Autre sophisme delaiguien non relevé : la grotesque comparaison livre -
I.pad. C'est tellement bête que je n'insiste pas.

Mais le sommet fut atteint avec la démonstration pour enfant de cinq ans que fit notre économiste en chef : le système capitalisme réalise les aspirations des décroissants, puisque nous travaillons deux fois moins que nos ancêtres du XIXème siècle, et sommes sept fois plus riches. DONC, en développant la chose, nos descendants seront sept fois plus riches et travailleront dix heures par semaine! Latouche a laissé passer ça !?! C'est à hurler de désespoir.

Qu'un benêt parle dans le poste n'est pas le problème (même sur France Culture), mais qu'on le laisse jouer sans lui dire qu'il indispose, c'est grave.

Portrait de Anonyme Bruno05.10.2012

Bonjour,
Alexandre Delaigue est très habile, il présente l'obsolescence programmée comme le corollaire nécessaire d'une amélioration des produits qui serait à la fois désirée par un consommateur de plus en plus exigeant et avide de nouveauté, compatible avec les objectifs de maîtrise de l'énergie, sans être pour autant toujours rentable pour les entreprises. Donc un progrès total pour le consommateur.

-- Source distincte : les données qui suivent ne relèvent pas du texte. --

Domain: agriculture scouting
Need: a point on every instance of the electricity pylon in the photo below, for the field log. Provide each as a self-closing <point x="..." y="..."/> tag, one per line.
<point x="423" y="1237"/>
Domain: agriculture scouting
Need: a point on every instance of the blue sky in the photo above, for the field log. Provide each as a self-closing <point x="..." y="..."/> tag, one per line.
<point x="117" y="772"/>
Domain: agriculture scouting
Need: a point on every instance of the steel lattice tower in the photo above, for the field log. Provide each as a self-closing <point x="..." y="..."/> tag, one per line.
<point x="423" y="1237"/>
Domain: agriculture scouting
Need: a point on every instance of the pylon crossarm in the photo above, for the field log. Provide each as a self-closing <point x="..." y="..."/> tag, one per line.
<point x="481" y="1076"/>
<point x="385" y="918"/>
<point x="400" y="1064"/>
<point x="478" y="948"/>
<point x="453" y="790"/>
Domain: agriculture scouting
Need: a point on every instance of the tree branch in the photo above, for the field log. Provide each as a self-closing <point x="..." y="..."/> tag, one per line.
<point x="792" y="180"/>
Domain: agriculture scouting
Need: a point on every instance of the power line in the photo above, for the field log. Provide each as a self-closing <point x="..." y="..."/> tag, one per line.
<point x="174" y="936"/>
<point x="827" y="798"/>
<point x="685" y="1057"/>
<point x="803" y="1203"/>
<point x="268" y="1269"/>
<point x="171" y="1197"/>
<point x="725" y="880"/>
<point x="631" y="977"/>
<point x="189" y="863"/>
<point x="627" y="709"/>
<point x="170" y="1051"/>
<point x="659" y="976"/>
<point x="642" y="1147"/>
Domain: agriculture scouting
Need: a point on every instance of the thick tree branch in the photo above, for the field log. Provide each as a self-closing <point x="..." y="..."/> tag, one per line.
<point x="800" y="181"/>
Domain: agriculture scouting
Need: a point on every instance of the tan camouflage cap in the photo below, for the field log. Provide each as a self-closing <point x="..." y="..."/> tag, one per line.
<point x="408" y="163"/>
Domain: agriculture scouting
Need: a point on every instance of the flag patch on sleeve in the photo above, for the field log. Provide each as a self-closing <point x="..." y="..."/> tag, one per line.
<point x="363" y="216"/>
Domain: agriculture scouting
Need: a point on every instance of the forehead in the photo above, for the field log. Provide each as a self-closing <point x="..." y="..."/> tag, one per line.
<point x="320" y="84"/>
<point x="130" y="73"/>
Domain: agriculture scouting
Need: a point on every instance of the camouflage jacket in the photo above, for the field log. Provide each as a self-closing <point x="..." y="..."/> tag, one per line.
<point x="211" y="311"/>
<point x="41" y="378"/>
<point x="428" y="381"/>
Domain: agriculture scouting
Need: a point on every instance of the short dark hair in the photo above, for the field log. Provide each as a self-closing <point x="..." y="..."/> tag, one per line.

Il oublie juste de dire que ces critères ne se vérifient qu'à la marge et le plus souvent indépendamment les uns des autres alors que globalement le bilan est négatif pour le consommateur et l'environnement, et bien entendu positif pour les entreprises. Il met du "et" là où tout au plus on pourrait mettre du "ou" et encore avec beaucoup de précautions.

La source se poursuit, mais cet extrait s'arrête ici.